不知道为什么,这话由他说出来傅司晨只觉得自己脸被他煽了一巴掌,好似说她不会做人家妻子,她面色微红,“韩奕不会乱来,那女孩子是娱乐圈的,狗仔们为了炒话题本来就容易小题大做。韩奕跟我解释过了,只是工作上有交集而已。”
“他说什么你信什么?”郁时南嗓音有些沉,“就这么信他?”
“那不然呢,他是我丈夫,我孩子的父亲,我不信他信谁?再说,他说什么我不信什么,这日子还怎么过?”傅司晨振振有词,有些话带着负气脱口而出,“难不成,你跟林远晴也互相猜忌吗?怪不得你们到现在都没结婚,就这种相处方式,谁也没办法嫁给你!打一辈子光棍吧!”
郁时南沉默,没有驳斥。
两人之间突然安静下来,诡异的安静,让人心慌。
傅司晨喉咙堵的难受,那些话都没过脑子就出来了,但好像也不知道要说什么补救。
他绷着脸看不透情绪,但显然是……不怎么好,以至于郁时南突然伸手过来时傅司晨下意识的抬起手臂挡了下脸。
肩膀被人扳住,脸突然贴进他的胸膛,鼻翼间有他身体特有的味道,干燥又清爽,是深浓的薄荷味,呛鼻,酸涩。

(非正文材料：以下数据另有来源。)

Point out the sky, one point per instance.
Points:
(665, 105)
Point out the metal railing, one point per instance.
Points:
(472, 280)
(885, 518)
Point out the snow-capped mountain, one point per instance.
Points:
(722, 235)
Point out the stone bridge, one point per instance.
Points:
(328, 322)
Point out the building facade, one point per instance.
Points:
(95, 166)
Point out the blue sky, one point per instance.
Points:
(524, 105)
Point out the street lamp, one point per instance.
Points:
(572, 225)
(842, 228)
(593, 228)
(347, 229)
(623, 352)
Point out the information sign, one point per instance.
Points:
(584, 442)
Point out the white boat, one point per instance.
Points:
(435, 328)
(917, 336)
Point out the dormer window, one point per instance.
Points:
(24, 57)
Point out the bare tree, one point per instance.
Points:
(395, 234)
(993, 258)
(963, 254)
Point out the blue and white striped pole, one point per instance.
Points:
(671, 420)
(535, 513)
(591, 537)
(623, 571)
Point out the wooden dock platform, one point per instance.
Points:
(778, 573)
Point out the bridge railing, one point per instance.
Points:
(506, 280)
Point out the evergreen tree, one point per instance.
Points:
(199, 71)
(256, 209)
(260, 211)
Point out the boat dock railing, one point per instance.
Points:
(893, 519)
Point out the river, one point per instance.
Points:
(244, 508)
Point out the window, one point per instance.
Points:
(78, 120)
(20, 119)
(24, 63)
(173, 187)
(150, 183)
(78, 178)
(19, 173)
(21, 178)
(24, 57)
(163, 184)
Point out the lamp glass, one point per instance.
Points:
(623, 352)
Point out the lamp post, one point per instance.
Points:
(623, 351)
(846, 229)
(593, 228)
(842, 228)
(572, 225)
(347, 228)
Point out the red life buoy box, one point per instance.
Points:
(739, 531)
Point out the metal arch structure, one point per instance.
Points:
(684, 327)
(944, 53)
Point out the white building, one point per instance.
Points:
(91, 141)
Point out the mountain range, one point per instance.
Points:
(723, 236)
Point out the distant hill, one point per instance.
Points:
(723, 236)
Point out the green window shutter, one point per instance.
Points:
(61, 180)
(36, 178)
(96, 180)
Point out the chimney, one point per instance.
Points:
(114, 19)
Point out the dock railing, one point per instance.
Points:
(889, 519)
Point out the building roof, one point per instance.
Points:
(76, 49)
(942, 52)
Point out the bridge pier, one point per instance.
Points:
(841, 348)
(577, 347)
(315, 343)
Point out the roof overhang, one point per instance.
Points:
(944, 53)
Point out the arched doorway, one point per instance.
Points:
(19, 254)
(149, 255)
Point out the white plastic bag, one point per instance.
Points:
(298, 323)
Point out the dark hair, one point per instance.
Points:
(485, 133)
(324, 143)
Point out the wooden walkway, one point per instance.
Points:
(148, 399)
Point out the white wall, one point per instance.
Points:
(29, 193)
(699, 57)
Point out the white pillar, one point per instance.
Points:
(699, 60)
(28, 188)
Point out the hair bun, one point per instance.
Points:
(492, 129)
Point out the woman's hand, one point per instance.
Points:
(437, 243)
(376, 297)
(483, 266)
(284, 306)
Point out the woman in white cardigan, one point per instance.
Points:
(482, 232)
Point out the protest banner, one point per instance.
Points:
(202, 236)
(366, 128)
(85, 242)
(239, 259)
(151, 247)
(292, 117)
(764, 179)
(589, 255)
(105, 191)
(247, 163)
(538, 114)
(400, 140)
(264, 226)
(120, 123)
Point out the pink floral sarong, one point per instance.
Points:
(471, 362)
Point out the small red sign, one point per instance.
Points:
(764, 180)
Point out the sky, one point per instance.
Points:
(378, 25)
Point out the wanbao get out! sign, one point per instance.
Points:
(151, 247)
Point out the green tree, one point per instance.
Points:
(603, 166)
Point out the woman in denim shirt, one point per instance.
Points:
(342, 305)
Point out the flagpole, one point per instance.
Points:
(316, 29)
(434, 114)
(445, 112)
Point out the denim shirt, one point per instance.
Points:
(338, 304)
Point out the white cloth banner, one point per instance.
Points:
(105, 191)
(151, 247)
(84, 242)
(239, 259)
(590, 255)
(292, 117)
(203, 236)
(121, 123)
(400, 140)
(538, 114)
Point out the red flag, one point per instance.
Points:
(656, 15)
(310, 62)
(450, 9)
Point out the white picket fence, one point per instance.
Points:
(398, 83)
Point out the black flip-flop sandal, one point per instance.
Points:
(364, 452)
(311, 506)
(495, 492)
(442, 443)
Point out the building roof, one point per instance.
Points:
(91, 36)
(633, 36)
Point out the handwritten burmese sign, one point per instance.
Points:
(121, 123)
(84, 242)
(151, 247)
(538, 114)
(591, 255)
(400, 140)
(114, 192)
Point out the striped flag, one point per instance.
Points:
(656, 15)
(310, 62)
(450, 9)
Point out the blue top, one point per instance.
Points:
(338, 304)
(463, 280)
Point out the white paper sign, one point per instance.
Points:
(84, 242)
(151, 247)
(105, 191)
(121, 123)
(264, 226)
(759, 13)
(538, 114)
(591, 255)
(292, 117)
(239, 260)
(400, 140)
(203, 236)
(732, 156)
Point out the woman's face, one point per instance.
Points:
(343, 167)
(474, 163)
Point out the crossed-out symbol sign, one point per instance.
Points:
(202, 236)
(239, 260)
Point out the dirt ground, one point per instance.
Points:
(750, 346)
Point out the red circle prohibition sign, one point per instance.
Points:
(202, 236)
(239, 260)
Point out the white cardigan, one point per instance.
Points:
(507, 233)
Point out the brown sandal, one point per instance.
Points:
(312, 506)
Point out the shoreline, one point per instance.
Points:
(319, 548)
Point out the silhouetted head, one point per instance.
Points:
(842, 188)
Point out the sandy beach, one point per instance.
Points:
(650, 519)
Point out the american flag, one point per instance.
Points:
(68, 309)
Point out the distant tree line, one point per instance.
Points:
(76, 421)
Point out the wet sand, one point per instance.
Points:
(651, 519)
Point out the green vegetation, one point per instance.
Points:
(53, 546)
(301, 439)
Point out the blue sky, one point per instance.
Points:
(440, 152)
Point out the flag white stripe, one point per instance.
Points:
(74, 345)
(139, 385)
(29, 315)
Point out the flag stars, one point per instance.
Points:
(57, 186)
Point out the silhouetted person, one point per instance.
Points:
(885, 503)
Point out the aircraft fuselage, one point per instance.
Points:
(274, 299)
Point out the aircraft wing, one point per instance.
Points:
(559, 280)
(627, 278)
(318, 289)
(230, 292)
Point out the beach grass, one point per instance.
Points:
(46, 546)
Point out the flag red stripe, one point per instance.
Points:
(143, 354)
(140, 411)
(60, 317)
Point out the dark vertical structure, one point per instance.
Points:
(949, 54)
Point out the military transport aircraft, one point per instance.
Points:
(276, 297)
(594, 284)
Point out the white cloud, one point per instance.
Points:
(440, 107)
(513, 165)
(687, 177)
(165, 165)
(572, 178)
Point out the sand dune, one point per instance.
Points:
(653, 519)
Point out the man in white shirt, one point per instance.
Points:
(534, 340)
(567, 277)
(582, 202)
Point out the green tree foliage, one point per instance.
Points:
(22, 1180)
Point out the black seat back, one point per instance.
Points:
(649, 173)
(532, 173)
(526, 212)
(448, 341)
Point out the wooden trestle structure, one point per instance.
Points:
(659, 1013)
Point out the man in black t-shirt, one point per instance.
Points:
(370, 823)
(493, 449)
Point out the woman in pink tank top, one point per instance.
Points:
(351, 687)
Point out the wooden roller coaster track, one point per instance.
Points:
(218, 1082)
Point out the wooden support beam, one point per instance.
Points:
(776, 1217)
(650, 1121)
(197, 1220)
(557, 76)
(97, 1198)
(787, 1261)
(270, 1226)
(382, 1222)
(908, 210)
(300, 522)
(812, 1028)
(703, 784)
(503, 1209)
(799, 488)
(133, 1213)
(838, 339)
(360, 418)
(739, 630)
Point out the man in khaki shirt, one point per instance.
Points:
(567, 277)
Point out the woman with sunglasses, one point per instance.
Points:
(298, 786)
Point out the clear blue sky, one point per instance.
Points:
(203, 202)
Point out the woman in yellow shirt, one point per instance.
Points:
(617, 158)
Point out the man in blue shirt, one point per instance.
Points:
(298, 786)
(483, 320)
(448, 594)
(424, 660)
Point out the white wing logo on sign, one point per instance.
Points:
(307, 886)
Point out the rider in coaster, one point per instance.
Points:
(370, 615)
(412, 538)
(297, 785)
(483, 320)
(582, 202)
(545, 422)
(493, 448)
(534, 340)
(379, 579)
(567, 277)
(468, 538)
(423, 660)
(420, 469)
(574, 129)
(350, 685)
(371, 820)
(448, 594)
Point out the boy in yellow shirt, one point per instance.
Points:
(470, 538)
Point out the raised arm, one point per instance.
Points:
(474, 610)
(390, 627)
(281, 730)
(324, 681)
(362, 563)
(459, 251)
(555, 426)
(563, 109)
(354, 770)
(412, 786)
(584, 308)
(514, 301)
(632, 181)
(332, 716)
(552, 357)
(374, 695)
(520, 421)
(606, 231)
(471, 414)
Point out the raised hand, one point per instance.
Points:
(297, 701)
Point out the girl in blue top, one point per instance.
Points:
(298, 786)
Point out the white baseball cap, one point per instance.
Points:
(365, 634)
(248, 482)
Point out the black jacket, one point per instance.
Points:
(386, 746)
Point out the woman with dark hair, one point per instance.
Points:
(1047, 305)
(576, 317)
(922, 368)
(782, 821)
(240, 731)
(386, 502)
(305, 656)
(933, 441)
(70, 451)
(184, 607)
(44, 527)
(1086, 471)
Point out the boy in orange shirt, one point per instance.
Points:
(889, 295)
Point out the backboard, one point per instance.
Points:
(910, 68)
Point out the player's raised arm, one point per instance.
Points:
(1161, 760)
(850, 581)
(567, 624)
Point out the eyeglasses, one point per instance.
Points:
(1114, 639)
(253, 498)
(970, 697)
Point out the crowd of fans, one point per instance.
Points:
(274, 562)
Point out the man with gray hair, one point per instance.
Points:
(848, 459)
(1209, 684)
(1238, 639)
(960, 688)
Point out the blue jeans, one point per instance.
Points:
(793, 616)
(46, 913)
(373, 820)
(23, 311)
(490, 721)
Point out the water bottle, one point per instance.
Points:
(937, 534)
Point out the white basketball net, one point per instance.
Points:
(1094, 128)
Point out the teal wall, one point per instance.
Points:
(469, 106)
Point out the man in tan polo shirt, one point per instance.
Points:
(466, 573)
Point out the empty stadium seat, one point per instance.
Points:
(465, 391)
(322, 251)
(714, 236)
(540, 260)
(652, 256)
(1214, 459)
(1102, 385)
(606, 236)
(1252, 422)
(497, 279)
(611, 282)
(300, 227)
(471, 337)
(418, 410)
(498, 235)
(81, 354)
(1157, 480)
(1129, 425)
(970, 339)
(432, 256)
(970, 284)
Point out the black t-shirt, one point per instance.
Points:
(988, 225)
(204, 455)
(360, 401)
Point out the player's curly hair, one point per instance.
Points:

“哎呀哎呀,我没看到,没事吧?衣服湿了哦。”操着乡音的老大爷的声音,不住的道歉。
“没事。”
男人言简意赅。
大爷又频频的道歉。
胳膊上溅上的一点水滴让傅司晨反应过来,他不是要教训她,是帮她挡了浇花工人的水。
郁时南看着贴着他垂着头一动不动的小丫头,他松开手,“就你这小胳膊,挡什么挡?真想揍你,十个你也不管用。”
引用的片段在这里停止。